Schema and sample data
| customer_id | name | city | signup_date |
|---|---|---|---|
| 1 | Amelia Clarke | London | 2023-01-14 |
| 2 | Bruno Adeyemi | Manchester | 2023-02-02 |
| 3 | Chloe Watson | London | 2023-03-19 |
| 4 | Diego Ramirez | Bristol | 2023-04-08 |
| 5 | Ewan MacLeod | London | 2023-05-27 |
| 6 | Farah Hassan | Leeds | 2023-06-11 |
Show setup SQL (copy to run)
CREATE TABLE Customers (
customer_id INT PRIMARY KEY,
name VARCHAR(50) NOT NULL,
city VARCHAR(50),
signup_date DATE
);
INSERT INTO Customers (customer_id, name, city, signup_date) VALUES
(1, 'Amelia Clarke', 'London', '2023-01-14'),
(2, 'Bruno Adeyemi', 'Manchester', '2023-02-02'),
(3, 'Chloe Watson', 'London', '2023-03-19'),
(4, 'Diego Ramirez', 'Bristol', '2023-04-08'),
(5, 'Ewan MacLeod', 'London', '2023-05-27'),
(6, 'Farah Hassan', 'Leeds', '2023-06-11');
From the Customers table, return the name and city of every customer who lives in the city London. Sort the result by name in ascending (A to Z) order.
Expected result
| name | city |
|---|---|
| Amelia Clarke | London |
| Chloe Watson | London |
| Ewan MacLeod | London |
Show hint
You only need a single WHERE clause that tests city for equality against the text value, then an ORDER BY on name. Wrap the city text in straight single quotes.
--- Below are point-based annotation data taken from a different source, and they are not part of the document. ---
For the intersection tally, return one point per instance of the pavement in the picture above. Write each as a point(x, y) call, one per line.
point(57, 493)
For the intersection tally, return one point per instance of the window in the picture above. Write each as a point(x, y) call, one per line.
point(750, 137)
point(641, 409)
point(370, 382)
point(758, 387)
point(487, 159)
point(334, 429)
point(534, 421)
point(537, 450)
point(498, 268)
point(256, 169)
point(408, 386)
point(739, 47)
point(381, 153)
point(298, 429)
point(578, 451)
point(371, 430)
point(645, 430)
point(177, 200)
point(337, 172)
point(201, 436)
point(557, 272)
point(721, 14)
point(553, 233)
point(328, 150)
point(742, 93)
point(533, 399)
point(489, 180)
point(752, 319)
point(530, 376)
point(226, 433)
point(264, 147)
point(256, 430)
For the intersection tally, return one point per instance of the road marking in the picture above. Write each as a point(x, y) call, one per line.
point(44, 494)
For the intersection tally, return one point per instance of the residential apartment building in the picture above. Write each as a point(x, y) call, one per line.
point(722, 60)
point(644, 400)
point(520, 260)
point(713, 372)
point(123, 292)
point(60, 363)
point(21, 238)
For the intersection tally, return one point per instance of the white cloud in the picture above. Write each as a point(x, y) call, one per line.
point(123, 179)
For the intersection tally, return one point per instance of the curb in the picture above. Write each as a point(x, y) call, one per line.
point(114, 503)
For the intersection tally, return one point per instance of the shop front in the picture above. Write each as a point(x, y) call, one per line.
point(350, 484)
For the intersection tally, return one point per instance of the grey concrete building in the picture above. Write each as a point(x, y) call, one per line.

Try to write the query yourself before you open this.
Show solution and explanation
SELECT name, city
FROM Customers
WHERE city = 'London'
ORDER BY name;
The WHERE city = 'London' filter keeps only the rows whose city exactly matches the text London. Three customers qualify: Amelia Clarke, Chloe Watson, and Ewan MacLeod. The other three live in Manchester, Bristol, and Leeds, so they are removed before anything is returned.
ORDER BY name then sorts the surviving rows alphabetically. The default direction is ascending, so name and name ASC mean the same thing here; you would only add DESC to reverse it. The result is Amelia, then Chloe, then Ewan.
One subtlety: whether the equality is case sensitive depends on the column collation, not the query. On a typical case insensitive collation (the SQL Server default, such as SQL_Latin1_General_CP1_CI_AS, where CI means case insensitive), 'London', 'london', and 'LONDON' all match. Under a case sensitive collation (a CS suffix) only an exact case match is returned. If you need to force one behaviour regardless of the column setting, apply COLLATE, for example WHERE city = 'London' COLLATE Latin1_General_CS_AS. A common mistake is using LIKE with wildcards for what is really an exact match; a plain = is clearer and lets an index on city help.